LIMINAIRE CSI 123

Il était une fois un Maître…

Le Maître était en peine de confidences et les disciples cherchèrent à apprendre de lui les étapes par lesquelles il avait passé dans sa quête du divin.

« En premier lieu, Dieu m’a guidé par la main, dit-il, jusqu’au Royaume de l’action et je suis demeuré là plusieurs années. Ensuite, il revint et me conduisit au Royaume des afflictions ; je suis demeuré là jusqu’à ce que mon cœur fût purgé de toute attache désordonnée. Ce moment fut celui où je me retrouvai au Royaume de l’amour, dont les flammes ont consumé tout ce qui restait de moi-même en moi. Et ceci m’amena au Royaume du silence, où les mystères de la vie et de la mort se révélèrent à nu devant mes yeux ébahis. »

« Ce fut là l’étape finale de votre quête ? » demandèrent les disciples.

« Non, dit le Maître. Un jour, Dieu me dit : “Aujourd’hui, je t’emmène au sanctuaire le plus intime du Temple, au Cœur de Dieu lui-même.” Et je fus conduis au Royaume du rire. »

Osera-t-on encore soulever une question sérieuse sur la spiritualité, à la suite d’une pareille « histoire » ? Croyons donc fermement que Dieu rit déjà, et pas à peu près, de nous entendre nous demander : y a-t-il un lien étroit, pas simplement accidentel, entre l’humour et la spiritualité ? Peut-on comprendre quelque chose de l’humour à partir de la spiritualité et, en même temps, comprendre mieux la spiritualité à partir de l’humour ?

Des personnes issues d’horizons divers nous offrent un éclairage à ce propos. Christian Morin le fait du point de vue de la littérature et Daniel Fradette, du point de vue de la psychanalyse jungienne. Jean-Guy Saint-Arnaud complète cette perspective des sciences humaines avec une étude dans laquelle il compare trois discours : l’un, philosophico-religieux, l’autre, psychologique et un troisième, proprement spirituel. René Champagne ajoutera d’ailleurs son grain de sel à ces dernières considérations d’ordre spirituel en mettant en relief la place de l’humour dans divers écrits d’Ignace de Loyola. Mais auparavant, nous aurons abordé la question de l’humour dans les traditions religieuses islamique et juive pour ensuite l’examiner dans les traditions chamaniques des autochtones du Québec ; à cet égard, nous sommes redevables, respectivement, à Touhami-Rachid Raffa, Dovid Lewin et Frédéric Laugrand.
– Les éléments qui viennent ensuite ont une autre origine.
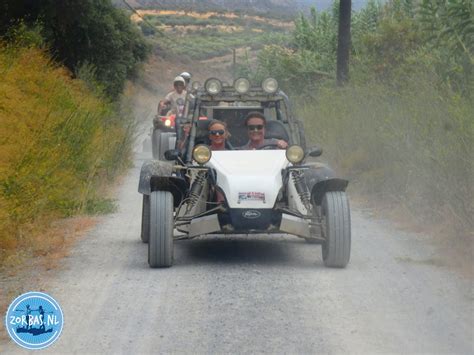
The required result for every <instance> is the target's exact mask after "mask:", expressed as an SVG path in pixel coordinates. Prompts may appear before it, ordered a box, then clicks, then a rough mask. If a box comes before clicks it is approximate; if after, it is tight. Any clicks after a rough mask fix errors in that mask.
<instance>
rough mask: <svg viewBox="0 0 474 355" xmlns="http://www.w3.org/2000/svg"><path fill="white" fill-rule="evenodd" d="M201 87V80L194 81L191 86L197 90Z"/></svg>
mask: <svg viewBox="0 0 474 355" xmlns="http://www.w3.org/2000/svg"><path fill="white" fill-rule="evenodd" d="M200 87H201V83H200V82H199V81H193V83H192V84H191V88H192V89H193V90H197V89H199V88H200Z"/></svg>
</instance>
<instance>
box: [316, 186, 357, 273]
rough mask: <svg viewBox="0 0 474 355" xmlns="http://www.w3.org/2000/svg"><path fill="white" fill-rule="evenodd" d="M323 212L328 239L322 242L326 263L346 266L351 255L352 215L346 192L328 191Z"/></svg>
mask: <svg viewBox="0 0 474 355" xmlns="http://www.w3.org/2000/svg"><path fill="white" fill-rule="evenodd" d="M321 212H322V219H323V220H322V222H323V228H324V235H325V239H326V240H325V241H324V242H323V244H322V254H323V261H324V265H325V266H327V267H337V268H343V267H346V265H347V264H348V263H349V259H350V255H351V216H350V209H349V201H348V199H347V196H346V194H345V192H343V191H331V192H326V194H325V195H324V198H323V203H322V209H321Z"/></svg>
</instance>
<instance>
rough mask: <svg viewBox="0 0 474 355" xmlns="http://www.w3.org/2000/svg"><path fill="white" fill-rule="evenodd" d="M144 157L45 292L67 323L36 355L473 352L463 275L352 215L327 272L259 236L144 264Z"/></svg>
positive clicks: (9, 343)
mask: <svg viewBox="0 0 474 355" xmlns="http://www.w3.org/2000/svg"><path fill="white" fill-rule="evenodd" d="M148 155H149V153H142V152H140V153H137V155H136V160H135V167H134V168H133V169H131V170H130V172H129V174H128V176H127V178H126V179H125V180H124V182H123V185H122V186H121V187H120V189H119V191H118V204H119V211H118V212H117V213H115V214H113V215H110V216H108V217H107V218H105V219H104V220H103V222H102V223H100V224H99V225H98V226H97V227H96V228H95V230H93V231H92V232H91V233H89V234H88V235H87V236H86V237H84V238H83V239H82V240H81V241H80V242H79V244H78V245H77V247H76V248H75V249H74V251H73V253H72V255H71V256H70V257H69V258H67V259H66V260H65V265H64V267H63V268H62V270H59V271H58V273H57V276H56V277H54V278H53V279H52V280H51V282H50V283H49V284H48V285H47V286H46V287H45V291H46V292H47V293H49V294H50V295H52V296H53V297H55V298H56V299H57V300H58V301H59V303H60V304H61V306H62V309H63V312H64V318H65V326H64V330H63V334H62V335H61V337H60V339H59V340H58V341H57V342H56V343H55V344H54V345H53V346H51V347H49V348H47V349H46V350H44V351H43V353H44V354H49V353H61V354H65V353H126V354H131V353H170V352H172V353H229V352H231V353H255V352H258V353H261V352H263V353H381V352H395V353H464V354H467V353H473V352H474V348H473V343H474V340H473V337H474V335H473V329H474V327H473V303H474V302H473V301H474V299H473V293H472V291H473V290H472V286H473V285H472V281H471V280H470V279H468V278H465V277H463V276H461V275H458V274H457V273H454V272H453V271H452V270H450V269H448V268H446V267H444V266H443V261H442V259H440V258H438V257H437V256H436V253H437V251H436V250H435V249H434V247H433V246H432V245H430V239H429V238H428V237H426V236H424V235H420V234H409V233H405V232H400V231H397V230H395V229H394V228H393V226H392V225H390V224H389V223H388V222H384V221H378V220H374V219H372V218H371V217H370V216H369V215H367V214H364V213H363V212H361V211H357V210H353V216H352V226H353V249H352V259H351V262H350V264H349V266H348V268H347V269H343V270H336V269H327V268H324V266H323V263H322V260H321V250H320V248H321V247H320V246H318V245H310V244H306V243H305V242H304V241H302V240H299V239H297V238H293V237H289V236H278V237H271V238H270V237H268V236H263V235H262V236H259V237H246V236H243V237H237V238H235V237H234V238H228V237H227V238H225V237H205V238H201V239H198V240H194V241H180V242H177V243H176V247H175V266H173V267H172V268H170V269H163V270H160V269H150V268H149V267H148V264H147V246H146V245H145V244H143V243H142V242H141V241H140V236H139V232H140V217H141V195H139V194H138V193H137V183H138V176H139V168H140V166H141V163H142V161H143V159H144V158H146V157H148ZM3 330H4V329H2V331H3ZM0 349H1V351H0V352H2V353H5V352H6V353H23V352H24V351H23V350H21V349H20V348H19V347H18V346H17V345H15V344H14V343H12V342H9V343H2V344H0Z"/></svg>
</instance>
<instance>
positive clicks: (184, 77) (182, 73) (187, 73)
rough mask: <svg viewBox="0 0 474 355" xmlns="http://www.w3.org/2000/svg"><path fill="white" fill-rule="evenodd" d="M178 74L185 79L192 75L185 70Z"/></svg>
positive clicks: (186, 79)
mask: <svg viewBox="0 0 474 355" xmlns="http://www.w3.org/2000/svg"><path fill="white" fill-rule="evenodd" d="M179 76H180V77H182V78H183V79H184V80H186V81H189V80H191V77H192V75H191V74H190V73H188V72H187V71H183V72H182V73H181V74H179Z"/></svg>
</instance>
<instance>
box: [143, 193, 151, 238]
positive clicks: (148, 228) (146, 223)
mask: <svg viewBox="0 0 474 355" xmlns="http://www.w3.org/2000/svg"><path fill="white" fill-rule="evenodd" d="M141 239H142V242H143V243H148V241H149V240H150V195H145V194H144V195H143V203H142V231H141Z"/></svg>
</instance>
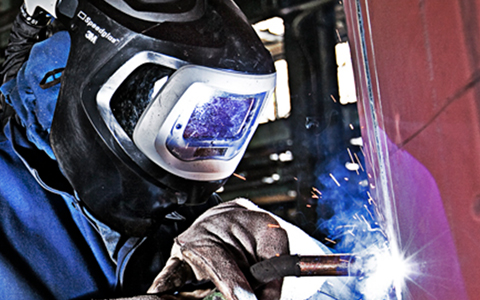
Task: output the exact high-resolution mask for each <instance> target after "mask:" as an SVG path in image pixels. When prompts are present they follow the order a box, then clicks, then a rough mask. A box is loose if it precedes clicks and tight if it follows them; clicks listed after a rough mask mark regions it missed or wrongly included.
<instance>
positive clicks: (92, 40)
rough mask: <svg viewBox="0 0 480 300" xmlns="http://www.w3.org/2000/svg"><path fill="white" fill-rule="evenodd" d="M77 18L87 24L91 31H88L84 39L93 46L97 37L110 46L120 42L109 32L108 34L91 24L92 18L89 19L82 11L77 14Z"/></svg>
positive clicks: (97, 27) (105, 29) (86, 14)
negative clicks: (90, 28)
mask: <svg viewBox="0 0 480 300" xmlns="http://www.w3.org/2000/svg"><path fill="white" fill-rule="evenodd" d="M77 17H78V18H79V19H80V20H82V21H83V22H85V24H87V27H90V28H91V29H92V30H88V31H87V33H86V34H85V37H86V38H87V39H88V40H89V41H90V42H92V43H93V44H95V43H96V42H97V39H98V37H99V36H100V37H101V38H104V39H106V40H107V41H109V42H110V43H112V44H116V43H118V42H120V39H118V38H116V37H114V36H113V35H112V34H111V33H110V32H108V31H107V30H106V29H105V28H103V27H101V26H99V25H98V24H97V23H95V22H93V20H92V18H90V17H89V16H88V15H87V14H86V13H84V12H83V11H80V12H78V14H77Z"/></svg>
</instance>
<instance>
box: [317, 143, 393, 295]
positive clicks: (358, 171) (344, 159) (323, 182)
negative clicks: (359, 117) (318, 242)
mask: <svg viewBox="0 0 480 300" xmlns="http://www.w3.org/2000/svg"><path fill="white" fill-rule="evenodd" d="M354 163H355V164H357V165H359V166H360V165H362V168H356V169H355V168H350V169H348V168H347V166H348V164H354ZM317 170H321V171H322V173H320V174H318V177H317V178H318V190H319V193H318V201H317V215H318V219H317V229H318V230H319V231H320V232H321V233H322V234H323V235H324V236H325V240H324V241H322V242H324V243H325V244H326V245H327V246H329V247H330V248H331V249H332V250H333V251H334V253H355V255H359V256H361V257H364V258H365V259H364V262H363V264H364V265H363V269H364V270H366V271H367V272H366V273H367V274H369V276H368V277H362V276H359V277H358V278H356V281H355V289H356V290H357V292H358V293H359V294H361V295H362V299H368V300H384V299H396V296H395V291H394V287H393V285H392V284H390V283H387V284H386V287H381V288H379V289H378V290H374V291H372V288H371V285H372V281H371V280H372V278H375V277H374V276H373V274H374V273H375V272H376V269H377V268H378V261H379V257H384V256H387V257H388V255H389V253H390V252H389V245H388V238H387V236H386V234H385V231H384V230H383V228H384V224H383V222H384V218H383V215H382V213H381V211H382V208H381V207H379V206H378V205H379V204H378V203H377V201H376V200H375V199H373V198H372V196H371V193H370V189H373V188H374V186H373V185H370V184H369V181H368V175H367V173H366V171H367V170H366V168H365V164H364V159H363V154H362V152H361V151H360V148H356V149H355V148H354V147H352V148H350V149H348V150H347V149H346V150H345V151H344V152H342V153H340V154H338V155H336V156H335V157H330V158H329V161H328V163H325V164H324V165H322V166H320V167H319V168H317ZM379 255H381V256H379ZM392 271H395V270H392ZM370 275H372V276H370Z"/></svg>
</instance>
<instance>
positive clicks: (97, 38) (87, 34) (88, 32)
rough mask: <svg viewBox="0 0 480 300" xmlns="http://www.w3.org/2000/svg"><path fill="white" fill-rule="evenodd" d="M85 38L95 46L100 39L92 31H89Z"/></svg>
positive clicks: (89, 30) (88, 30) (85, 36)
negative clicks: (91, 31)
mask: <svg viewBox="0 0 480 300" xmlns="http://www.w3.org/2000/svg"><path fill="white" fill-rule="evenodd" d="M85 37H86V38H87V40H89V41H90V42H92V44H95V43H96V42H97V39H98V35H96V34H95V33H93V32H91V31H90V30H87V33H85Z"/></svg>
La tradition chrétienne ne sera pas oubliée grâce à quelques caricatures de Marc Pelchat.

Dans un esprit différent, en écho au Congrès eucharistique international de Québec qui a eu lieu en juin 2008, deux réflexions non moins sérieuses sur l’eucharistie sont présentées par Guy Jobin et Marc Pelchat.

Alors, « juste pour rire », pourquoi pas un petit concours, histoire de rendre toujours plus accessible nos Cahiers, qui visent à comprendre la place et le rôle de la spiritualité dans la culture contemporaine ? Nous n’avons pas été en mesure de retrouver la source de l’historiette racontée en ouverture. La première personne qui nous fournira la référence bibliographique exacte de cette historiette se méritera un abonnement d’un an à la revue ou bien deux exemplaires gratuits, à son choix, parmi nos plus récents Cahiers (frais d’expédition exclus dans l’un et l’autre cas).
Mais en deçà de ce concours, souhaitons-nous une lecture – comment dirais-je ? – drôlement profonde et « sérieuse » de toute notre vie. Arrivons-en à une lecture qui dépasse le niveau du « juste pour rire » pour rejoindre celui d’un discours comme pour rire. Car en spiritualité comme en humour sont donnés des rôles par lesquels des situations et des personnes sont « travaillées ». L’humour autant que la spiritualité donnent place à des sujets en d’incessants « déplacements », pour construire des façons toujours nouvelles de se rapporter au monde et aux autres. Et pourquoi pas y inclure le tout Autre… au Royaume du rire ?

Ainsi, on peut bien imaginer le bel enfant Jésus priant instamment Marie, sa mère, de lui montrer enfin son père… naturel ! Juste pour rire… Mais à bien regarder en-dessous des choses drôles, il en va toujours de rapports à considérer ou à réaliser autrement : comme pour rire. C’est certainement le cas de cet enfant Jésus-là… qui a affaire à « l’esprit ».